Some states adopted new measures for criminal justice reform. Others made changes to state election laws through redistricting and using ranked-choice voting, which allows voters to select several candidates in order of preference.

Not many years ago, it would have been surprising to see so many significant legal changes passing through state and local ballot measures. But the continued gridlock and polarized partisanship at the national level has made nationwide change a slow or impossible task. These state and local ballot measures are truly indicative of the growing discontent with current legal norms and the ever-increasing momentum for change.

Legal Changes Post-Pandemic?

With the sudden panic of uncertainty in our daily lives that COVID-19 brought, state governments needed to implement emergency directives quickly.

North Carolina established relief programs such as financial assistance for mortgage payments, additional tax credits for families with qualifying children who have had childcare costs, and arrangements for free meals that children received in person at schools before the pandemic hit. These policies are temporary, but they’ve resulted in changes in the state’s spending and might eventually lead to permanent changes in the state’s budget.

Permanent policy changes will be necessary here and elsewhere now that major gaps in the system have been made apparent.
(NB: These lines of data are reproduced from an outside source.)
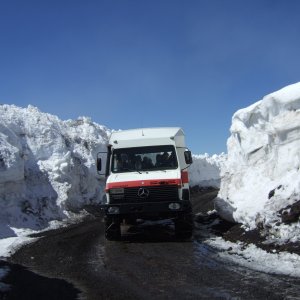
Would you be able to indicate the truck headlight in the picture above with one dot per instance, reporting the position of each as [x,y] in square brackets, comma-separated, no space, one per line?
[116,191]
[174,206]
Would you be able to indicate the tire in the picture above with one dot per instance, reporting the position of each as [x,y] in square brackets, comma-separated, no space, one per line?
[184,226]
[112,229]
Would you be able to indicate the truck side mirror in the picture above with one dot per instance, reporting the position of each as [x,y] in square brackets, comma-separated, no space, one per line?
[188,157]
[99,164]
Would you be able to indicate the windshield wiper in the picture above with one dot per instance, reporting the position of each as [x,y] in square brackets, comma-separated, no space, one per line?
[132,170]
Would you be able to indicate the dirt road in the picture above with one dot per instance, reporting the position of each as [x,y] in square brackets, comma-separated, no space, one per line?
[148,263]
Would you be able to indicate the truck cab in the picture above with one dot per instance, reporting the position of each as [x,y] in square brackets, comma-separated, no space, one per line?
[147,178]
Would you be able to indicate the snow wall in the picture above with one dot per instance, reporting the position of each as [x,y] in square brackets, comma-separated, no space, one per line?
[261,179]
[205,170]
[47,167]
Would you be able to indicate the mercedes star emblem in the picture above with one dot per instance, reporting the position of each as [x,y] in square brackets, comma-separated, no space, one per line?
[143,193]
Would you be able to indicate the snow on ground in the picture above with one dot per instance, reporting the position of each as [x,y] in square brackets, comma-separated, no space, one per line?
[3,272]
[205,170]
[261,179]
[47,167]
[250,256]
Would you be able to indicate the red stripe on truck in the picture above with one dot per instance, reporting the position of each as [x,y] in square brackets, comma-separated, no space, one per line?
[185,177]
[138,183]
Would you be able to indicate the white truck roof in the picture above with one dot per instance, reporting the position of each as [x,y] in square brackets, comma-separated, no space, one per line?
[147,137]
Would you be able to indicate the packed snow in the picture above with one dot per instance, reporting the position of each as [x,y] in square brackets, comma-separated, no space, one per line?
[48,172]
[205,170]
[260,184]
[47,167]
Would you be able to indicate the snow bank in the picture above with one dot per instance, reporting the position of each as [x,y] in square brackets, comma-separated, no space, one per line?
[261,180]
[205,170]
[47,167]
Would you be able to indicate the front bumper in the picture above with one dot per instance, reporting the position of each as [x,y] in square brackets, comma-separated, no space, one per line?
[165,209]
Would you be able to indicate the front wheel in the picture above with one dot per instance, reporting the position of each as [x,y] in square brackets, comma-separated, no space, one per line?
[112,229]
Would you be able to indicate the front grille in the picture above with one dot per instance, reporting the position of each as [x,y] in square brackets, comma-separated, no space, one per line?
[156,194]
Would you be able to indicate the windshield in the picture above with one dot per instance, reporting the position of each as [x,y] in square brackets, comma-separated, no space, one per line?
[144,159]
For instance, the lasting impact of the pandemic on small businesses will require much more than the previous stimulus act. Though the stimulus package included small business loans, it wasn’t as effective as intended.

There have been ongoing state, local and national legislative discussions on policy and legal changes to boost businesses, aid schools, continue judicial suspensions of evictions, and help individuals and communities adjust to changes brought by the pandemic. No doubt these will need to continue well into 2021.

Many changes were thrust upon us this year, some far more welcome than others. If there is one major takeaway from the legal changes in 2020, it’s that change can be made from an individual level and does not need to start from the highest levels of government. That’s a valuable lesson for everyone to remember.

Sara Shariff is an attorney with Hull and Chandler in Charlotte who practices business law and estate planning law. Her fields of expertise include business formation, contracts, corporate transitions and mergers and acquisitions.